You ladies (and one gentleman) are very inspirational and I hope I can keep up with your energy!! :cheer2: Thanks!

Welcome :cheer2:

Kelly ~ I love how you UK-ers use words like rubbish. Love it! We had flavored Twinkies sometime during the late 80's early 90's. I think they had strawberry and cream filling.

Strawberry and cream filling - yum! Although the surviving nuclear attacks and lasting a lifetime scares me! :rotfl2:

So I don't want to get too excited, but my mechanic friend text messaged me while I was still working telling me to be careful tomorrow morning. He knows I don't do too well in this stuff. Back when I was 20 and invincible, I had a Pontiac Firebird that was terrible in the snow. I ended up spinning several times on the interstate bypass and have been scared of driving in snow and ice ever since.

Thats so sweet of him!

I would rather run outside as well...our Y has the treadmills over the pool area...and seeing people squeeze into size 10 swimsuits from 1997 when they are a size 20 now...:scared: not pretty...although Carsyn and I usually place bets on how many wedgies a particular person will be incumbered by...gotta make it interesting...::yes::

You make me laugh out loud :lmao:

Amy, I would so take you up on that. Seriously, even if we did nothing else, I know you'd drink with me and discuss Twilight.

Steph, I am praying for Christina. And her family.

It sucks about the 3 lbs. I have been there. I AM there. I feel you.

So, I'm going to weigh in. And go back to WW. The self imposed food frenzy has to end sometime, right? Because I am not going to be one of those people who gains it all back, just to talk about losing it again.

I don't have excuses, because I don't excuse my behavior. Nor do I apologize for it. I made a conscious decision to eat like this, live like this, for about a month now. I had a tenuous hold on my weight loss before Christmas, and walking into the New Year. My mom's cancer being active and out of remission is why I chose to self medicate with food. I gave that hold up.

I know I should be all over the newbies - welcome, welcome - but what I have to say, I say it to myself. And if it sounds like it's meant for you, then so be it. Do whatever you want, make your own choices, but don't BS it. Don't BS us, don't BS your family and friends, and most of all, don't BS yourself. Enough! Do it or don't. Whine about your cold, your sick kid, your crappy job - fine. Bring on the whine! I love a good rant, a good ***** session, and I will always let you cry it out over my shoulder. But be honest.

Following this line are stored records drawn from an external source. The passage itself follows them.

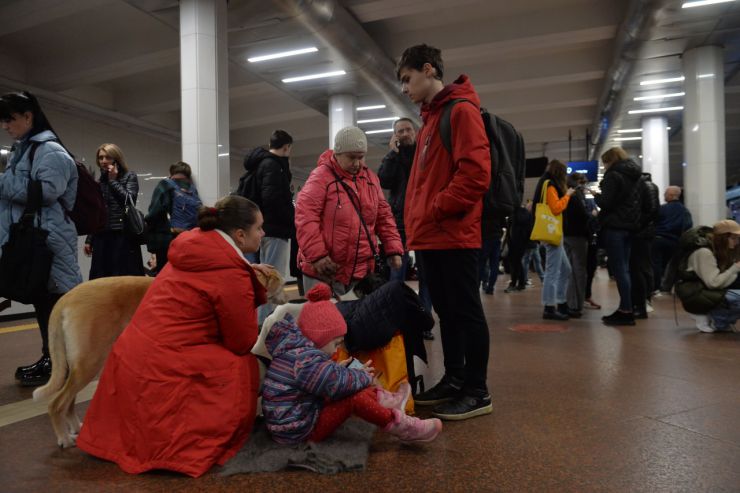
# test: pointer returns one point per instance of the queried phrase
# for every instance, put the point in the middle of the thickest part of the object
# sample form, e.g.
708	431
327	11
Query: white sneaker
703	323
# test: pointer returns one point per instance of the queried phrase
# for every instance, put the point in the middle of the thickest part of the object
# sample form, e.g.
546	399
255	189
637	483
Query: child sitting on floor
306	395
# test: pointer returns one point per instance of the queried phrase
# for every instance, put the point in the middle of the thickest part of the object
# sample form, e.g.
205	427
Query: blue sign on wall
588	168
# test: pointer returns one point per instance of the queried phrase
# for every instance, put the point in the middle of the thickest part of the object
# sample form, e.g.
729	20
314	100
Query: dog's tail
58	351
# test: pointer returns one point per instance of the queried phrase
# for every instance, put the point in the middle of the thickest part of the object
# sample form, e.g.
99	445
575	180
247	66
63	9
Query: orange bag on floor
389	363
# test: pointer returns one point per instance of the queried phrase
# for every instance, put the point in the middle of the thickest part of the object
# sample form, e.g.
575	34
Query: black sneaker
619	318
464	407
447	389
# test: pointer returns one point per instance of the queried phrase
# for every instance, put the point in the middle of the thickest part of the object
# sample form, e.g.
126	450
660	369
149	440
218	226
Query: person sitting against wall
179	389
115	252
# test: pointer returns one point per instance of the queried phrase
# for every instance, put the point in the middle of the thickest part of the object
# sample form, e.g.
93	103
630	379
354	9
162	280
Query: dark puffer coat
619	200
374	319
276	201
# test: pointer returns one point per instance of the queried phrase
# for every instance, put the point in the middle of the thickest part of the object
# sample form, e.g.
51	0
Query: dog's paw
68	441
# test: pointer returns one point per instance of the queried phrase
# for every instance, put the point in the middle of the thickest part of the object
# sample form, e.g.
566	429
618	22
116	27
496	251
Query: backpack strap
445	125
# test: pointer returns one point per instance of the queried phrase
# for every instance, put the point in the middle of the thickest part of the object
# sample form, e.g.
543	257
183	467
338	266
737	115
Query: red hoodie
443	197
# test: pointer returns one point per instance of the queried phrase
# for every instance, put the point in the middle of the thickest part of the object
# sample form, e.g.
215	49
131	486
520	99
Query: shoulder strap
445	125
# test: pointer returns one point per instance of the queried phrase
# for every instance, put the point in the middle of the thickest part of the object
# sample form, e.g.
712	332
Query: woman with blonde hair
619	217
557	266
114	251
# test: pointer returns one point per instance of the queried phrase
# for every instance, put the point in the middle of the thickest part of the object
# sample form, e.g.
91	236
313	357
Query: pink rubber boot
394	400
410	429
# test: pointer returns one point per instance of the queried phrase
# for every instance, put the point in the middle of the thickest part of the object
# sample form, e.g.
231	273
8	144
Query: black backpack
506	189
89	212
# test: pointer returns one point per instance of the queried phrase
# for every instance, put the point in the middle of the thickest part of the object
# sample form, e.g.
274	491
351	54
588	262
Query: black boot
551	314
30	368
39	376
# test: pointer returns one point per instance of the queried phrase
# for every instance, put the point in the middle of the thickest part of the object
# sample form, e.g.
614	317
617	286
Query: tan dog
83	326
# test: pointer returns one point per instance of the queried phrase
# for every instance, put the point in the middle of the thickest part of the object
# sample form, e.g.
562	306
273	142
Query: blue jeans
723	317
529	255
618	243
491	253
557	275
275	252
400	274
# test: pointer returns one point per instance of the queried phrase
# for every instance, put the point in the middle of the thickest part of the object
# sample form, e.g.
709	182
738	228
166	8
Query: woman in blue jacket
22	117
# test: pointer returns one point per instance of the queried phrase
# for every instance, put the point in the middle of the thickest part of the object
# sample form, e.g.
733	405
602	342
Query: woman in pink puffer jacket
333	243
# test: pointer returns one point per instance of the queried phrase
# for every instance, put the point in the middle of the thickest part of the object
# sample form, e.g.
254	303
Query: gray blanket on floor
346	450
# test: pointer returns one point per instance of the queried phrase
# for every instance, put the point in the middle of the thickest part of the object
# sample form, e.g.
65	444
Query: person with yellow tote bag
552	196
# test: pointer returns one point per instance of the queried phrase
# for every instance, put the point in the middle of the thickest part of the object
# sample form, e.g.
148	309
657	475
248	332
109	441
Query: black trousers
641	272
452	277
43	307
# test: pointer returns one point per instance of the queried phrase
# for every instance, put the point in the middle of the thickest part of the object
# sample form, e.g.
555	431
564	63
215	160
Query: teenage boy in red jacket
443	225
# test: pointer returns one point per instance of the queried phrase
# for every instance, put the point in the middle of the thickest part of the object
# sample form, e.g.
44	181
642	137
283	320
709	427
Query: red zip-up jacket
444	194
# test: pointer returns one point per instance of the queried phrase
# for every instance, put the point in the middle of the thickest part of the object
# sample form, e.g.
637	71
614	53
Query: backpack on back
89	212
185	205
505	191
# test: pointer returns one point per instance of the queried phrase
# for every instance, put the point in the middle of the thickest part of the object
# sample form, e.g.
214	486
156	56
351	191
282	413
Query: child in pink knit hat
306	395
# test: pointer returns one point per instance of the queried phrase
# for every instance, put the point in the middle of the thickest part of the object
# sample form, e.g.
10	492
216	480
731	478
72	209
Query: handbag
134	223
548	227
25	264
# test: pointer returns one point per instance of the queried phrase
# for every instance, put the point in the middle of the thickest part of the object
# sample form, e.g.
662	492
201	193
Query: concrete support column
655	150
704	134
342	113
205	95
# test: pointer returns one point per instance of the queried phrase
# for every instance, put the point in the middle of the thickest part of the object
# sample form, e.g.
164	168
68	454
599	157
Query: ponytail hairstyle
21	102
229	213
558	172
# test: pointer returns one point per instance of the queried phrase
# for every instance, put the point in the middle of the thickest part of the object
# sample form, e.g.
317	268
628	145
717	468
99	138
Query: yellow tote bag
548	227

Lisa V is possibly the very best example of this - total honesty about where she is.

Hi, my name is Liz, and I eat junk food. I think exercise is icky unless I'm heavily involved in it. I prefer my couch to anywhere else except maybe a bar stool. I never feel guilty eating anything.

I go out at least once a week with my girlfriends, I basically hand my kid over on Saturdays, and I live for my social life. I am an out-of-work freelancer who could spend every day at the gym. I don't believe in excuses, only honesty. I have low tolerance for BS from myself or others.

That's who I am.

Where I am? Ready to go weigh in and face the music.

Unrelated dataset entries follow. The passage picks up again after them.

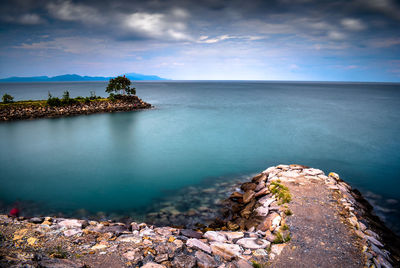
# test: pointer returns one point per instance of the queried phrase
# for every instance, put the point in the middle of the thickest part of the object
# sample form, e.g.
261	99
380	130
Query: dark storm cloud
182	20
353	30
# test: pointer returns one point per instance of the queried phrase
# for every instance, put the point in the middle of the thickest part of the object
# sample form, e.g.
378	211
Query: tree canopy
7	98
120	83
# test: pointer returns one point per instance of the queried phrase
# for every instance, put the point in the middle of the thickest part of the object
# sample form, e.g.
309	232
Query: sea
200	139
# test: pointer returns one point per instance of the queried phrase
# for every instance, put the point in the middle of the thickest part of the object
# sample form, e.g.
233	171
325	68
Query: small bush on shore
53	101
120	83
7	98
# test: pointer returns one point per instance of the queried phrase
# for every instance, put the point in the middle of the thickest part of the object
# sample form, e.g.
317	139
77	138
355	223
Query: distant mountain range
78	78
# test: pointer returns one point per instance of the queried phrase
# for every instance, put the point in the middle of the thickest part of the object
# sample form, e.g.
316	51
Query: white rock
313	171
253	243
266	201
233	235
334	176
153	265
129	239
70	224
146	232
284	167
289	174
226	251
215	236
276	222
374	241
262	211
269	170
276	250
72	232
315	178
197	244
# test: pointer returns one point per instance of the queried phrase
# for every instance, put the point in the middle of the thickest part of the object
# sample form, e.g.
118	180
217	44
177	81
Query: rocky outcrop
253	231
21	112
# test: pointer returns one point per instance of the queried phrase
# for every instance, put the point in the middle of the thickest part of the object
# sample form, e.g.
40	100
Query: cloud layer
280	40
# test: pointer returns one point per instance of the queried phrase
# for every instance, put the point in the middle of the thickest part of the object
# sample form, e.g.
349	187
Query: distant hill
78	78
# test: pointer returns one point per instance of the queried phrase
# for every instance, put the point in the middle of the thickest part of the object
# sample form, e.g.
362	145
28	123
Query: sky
312	40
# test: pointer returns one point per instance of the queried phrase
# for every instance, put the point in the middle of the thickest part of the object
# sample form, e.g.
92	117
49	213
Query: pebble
226	251
204	260
215	236
253	243
197	244
191	233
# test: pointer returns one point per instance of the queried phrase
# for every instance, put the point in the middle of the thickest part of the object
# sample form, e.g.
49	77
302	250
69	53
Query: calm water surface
200	133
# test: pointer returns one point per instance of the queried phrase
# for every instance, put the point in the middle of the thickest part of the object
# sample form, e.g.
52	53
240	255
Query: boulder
215	236
184	261
71	224
226	251
270	222
247	186
263	191
262	211
60	263
153	265
204	260
197	244
253	243
233	235
191	233
248	196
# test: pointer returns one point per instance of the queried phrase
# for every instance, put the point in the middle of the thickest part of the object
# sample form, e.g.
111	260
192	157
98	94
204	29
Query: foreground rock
15	112
256	229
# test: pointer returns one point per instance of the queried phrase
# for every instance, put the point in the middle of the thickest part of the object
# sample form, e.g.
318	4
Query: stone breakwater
21	112
254	231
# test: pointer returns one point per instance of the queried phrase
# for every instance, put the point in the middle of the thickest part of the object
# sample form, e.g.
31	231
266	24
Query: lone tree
7	98
120	83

Love your post, very honest Liz :grouphug:
Im the same about BS - I would rather hear the truth, no matter how stupid, horrible, ridiculous it is. Don't BS me, I don't take kindly to it, whether its from friends, family or myself :flower3:
 
Did someone say personal trainer???? :listen:

Couch to 5K is designed to get you running a 5K but it can be adapted in lots of ways. You can walk and then walk faster for the intervals if you want. You can also do it on an elliptical though if you really want to do a 5K, the foot miles do matter.

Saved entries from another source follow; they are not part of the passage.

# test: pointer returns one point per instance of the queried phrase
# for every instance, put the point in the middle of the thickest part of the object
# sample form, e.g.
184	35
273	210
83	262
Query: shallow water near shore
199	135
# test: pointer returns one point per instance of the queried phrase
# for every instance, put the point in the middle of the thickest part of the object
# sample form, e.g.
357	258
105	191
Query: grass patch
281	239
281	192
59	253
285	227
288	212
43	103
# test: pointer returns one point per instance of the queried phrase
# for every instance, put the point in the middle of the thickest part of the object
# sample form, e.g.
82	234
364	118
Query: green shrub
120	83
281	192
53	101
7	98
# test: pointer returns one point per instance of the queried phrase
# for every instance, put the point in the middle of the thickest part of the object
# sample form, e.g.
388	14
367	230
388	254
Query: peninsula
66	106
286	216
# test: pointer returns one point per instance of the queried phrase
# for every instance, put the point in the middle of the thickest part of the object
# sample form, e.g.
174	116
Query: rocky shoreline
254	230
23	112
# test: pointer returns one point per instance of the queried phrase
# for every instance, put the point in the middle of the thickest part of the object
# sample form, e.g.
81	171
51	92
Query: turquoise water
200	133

Here is my take on what you described and how I would torture you if I were there in person. You NEED to do half of your intervals in a jog mode at the 4.0. If you are walking at a 2.0 then the first one go to a fast walk for the interval and then back to 2.0, the second up to 4.0 and on and on until you finish. See if this works better for you. The idea is not to beat you down but to build you up. I am having Shelby do 5.0 for the walk (she is in a slow jog at that speed) and 7.0 for the intervals (run for her) and she likes it better than the walk/run combination. Do what works for you to get you through the program without feeling defeated!!